OPINION: Championship coach highly quotable

Richard Shank

By Richard Shank
Shank’s Scoop

News accounts last week reported legendary Coach Lou Holtz has entered hospice care signaling what may be the final chapter in a remarkable life spanning 89 years.

Holtz is best remembered for the 35 years he spent as head football coach for six Division 1 teams, including an 11-year tenure at Notre Dame where he coached a perfect 12-0 season in 1988, notching a national championship for the Irish.

The 1989 and 1994 Notre Dame teams finished second in the nation, but scant mention is made of runners-up in sports rankings.

Still, there is more to Lou Holtz than coaching, as he also gained fame as one of the nation’s preeminent motivational speakers, authors, and sportscasters.

From what has been written, Holtz’s formative years were anything but plush. The first seven years of his life in Follansbee, W. Va., were spent living in a cellar with his parents and older sister.

The four-member family share a single bedroom, a small kitchen and a half bath with no shower or tub.

Born with a speech impediment known as a lisp, most of his contemporaries growing up thought his career potential would be limited, especially after he graduated from high school in what he called the third of the class that makes the top two-thirds possible.

His high school coach encouraged Holtz to pursue college and thought one day he could be a coach himself. Next, he went to Kent State University in Kent, Ohio, where he made the football team.

Following graduation and a succession of assistant coaching jobs at multiple colleges, Holtz, in 1969, was offered his first head coaching job at William & Mary in Williamsburg, Va. Pay was sparse for head coaches in that era, so Holtz took a second job selling burial plots in the offseason and, from all accounts, did quite well as it was almost as profitable as coaching.

After taking William & Mary to a bowl game, Holtz went on to coach North Carolina State before jumping to the pros for a one-year stint with the New York Jets.
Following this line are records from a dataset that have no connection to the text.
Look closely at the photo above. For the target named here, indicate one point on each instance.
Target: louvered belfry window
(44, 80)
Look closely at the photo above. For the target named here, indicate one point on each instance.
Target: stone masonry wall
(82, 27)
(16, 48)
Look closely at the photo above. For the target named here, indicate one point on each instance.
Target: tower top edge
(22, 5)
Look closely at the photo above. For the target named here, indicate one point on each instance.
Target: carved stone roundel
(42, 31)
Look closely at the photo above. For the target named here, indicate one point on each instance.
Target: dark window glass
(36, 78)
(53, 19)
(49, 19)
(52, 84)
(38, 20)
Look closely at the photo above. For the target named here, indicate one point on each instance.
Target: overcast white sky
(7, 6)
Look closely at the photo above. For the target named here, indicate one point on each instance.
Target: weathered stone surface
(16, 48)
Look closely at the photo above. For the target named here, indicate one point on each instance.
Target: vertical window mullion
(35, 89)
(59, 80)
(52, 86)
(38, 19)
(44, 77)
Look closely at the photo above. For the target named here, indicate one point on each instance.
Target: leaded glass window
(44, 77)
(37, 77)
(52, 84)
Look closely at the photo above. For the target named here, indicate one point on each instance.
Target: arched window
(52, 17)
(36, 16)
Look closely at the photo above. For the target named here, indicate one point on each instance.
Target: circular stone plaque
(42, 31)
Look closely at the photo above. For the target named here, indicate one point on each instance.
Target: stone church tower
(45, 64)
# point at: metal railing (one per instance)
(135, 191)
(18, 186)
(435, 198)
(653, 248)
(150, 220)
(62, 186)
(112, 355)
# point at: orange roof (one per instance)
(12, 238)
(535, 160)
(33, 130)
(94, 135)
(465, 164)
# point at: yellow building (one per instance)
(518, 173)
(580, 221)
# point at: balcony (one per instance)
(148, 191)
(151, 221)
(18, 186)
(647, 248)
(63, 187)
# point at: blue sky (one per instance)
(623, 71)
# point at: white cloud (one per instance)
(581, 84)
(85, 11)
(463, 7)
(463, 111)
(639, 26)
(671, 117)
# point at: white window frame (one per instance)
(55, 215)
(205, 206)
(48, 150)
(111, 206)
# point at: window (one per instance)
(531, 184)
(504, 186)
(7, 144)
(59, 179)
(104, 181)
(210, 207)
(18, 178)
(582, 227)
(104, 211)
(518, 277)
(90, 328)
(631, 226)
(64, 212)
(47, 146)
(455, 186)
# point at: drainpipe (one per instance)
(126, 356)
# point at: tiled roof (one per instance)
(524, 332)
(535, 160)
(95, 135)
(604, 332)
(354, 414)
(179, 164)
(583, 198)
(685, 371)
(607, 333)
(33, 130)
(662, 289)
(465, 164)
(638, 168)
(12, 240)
The brief NFL coaching stint was solid proof he was cut out for coaching in college, and he was back on the sidelines with Arkansas, Minnesota, Notre Dame, and South Carolina before hanging up his coaching cleats in 2004.

Perhaps, the greatest story regarding Holtz coaching occurred leading up to the Jan. 1, 1978, Orange Bowl. Holtz brought his Arkansas Razorbacks to Miami to play second-ranked Oklahoma. A few days before the game, Holtz dismissed three star players for disciplinary reasons. Then, the trio of Arkansas players sued Holtz asking for reinstatement.

Holtz was represented in court by Arkansas Attorney General Bill Clinton and the suit was eventually dropped. On game day, Arkansas stormed the field defeating Oklahoma 31-6 in a total shock to the sports world.

During the 1980s, Holtz was in the peak of his coaching career and took on a second profession as a motivational speaker, with results exceeding all expectations and would last for four decades. On multiple years, Holtz was voted America’s top motivational speaker as thousands flocked to Chamber of Commerce dinners, sports banquets, and corporate meetings to hear his message.

Holtz’s message centered around three life precepts: Do the right thing, do everything to the best of your ability, and show people you care.

His quotations are thought-provoking:

“Ability is what you can do, motivation determines what you do; attitude determines how you will do it.”

“If you are bored with life, if you did not get up every morning with a burning desire to do things, you do not have enough goals.”

“Do not tell how rocky the sea is, just bring the ship in.”

“No one has ever drowned in sweat.”

“The way you motivate a football team is to eliminate the unmotivated ones.”

“Never attack the performer, attack his performance.”

“Quitting is a permanent solution to a temporary problem.”

“You are never as good as everyone tells you when you win and you are never as bad as they say when you lose.”

“Do not tell your problems to people, 80% do not care and 20% are glad you have them.”

“I have never learned anything talking. I only learn things when I ask questions.”

During his first year coaching at Notre Dame, Holtz installed a sign at the dressing room exit stating, “Play Like a Champion Today.” The sign remains to this day for all future Irish teams to read as they enter the field to play another game of football.

A four-word inscription on a life-size statue of Holtz at Gate D of Notre Dame Stadium sums up his life story: “Trust, Love and Commitment.”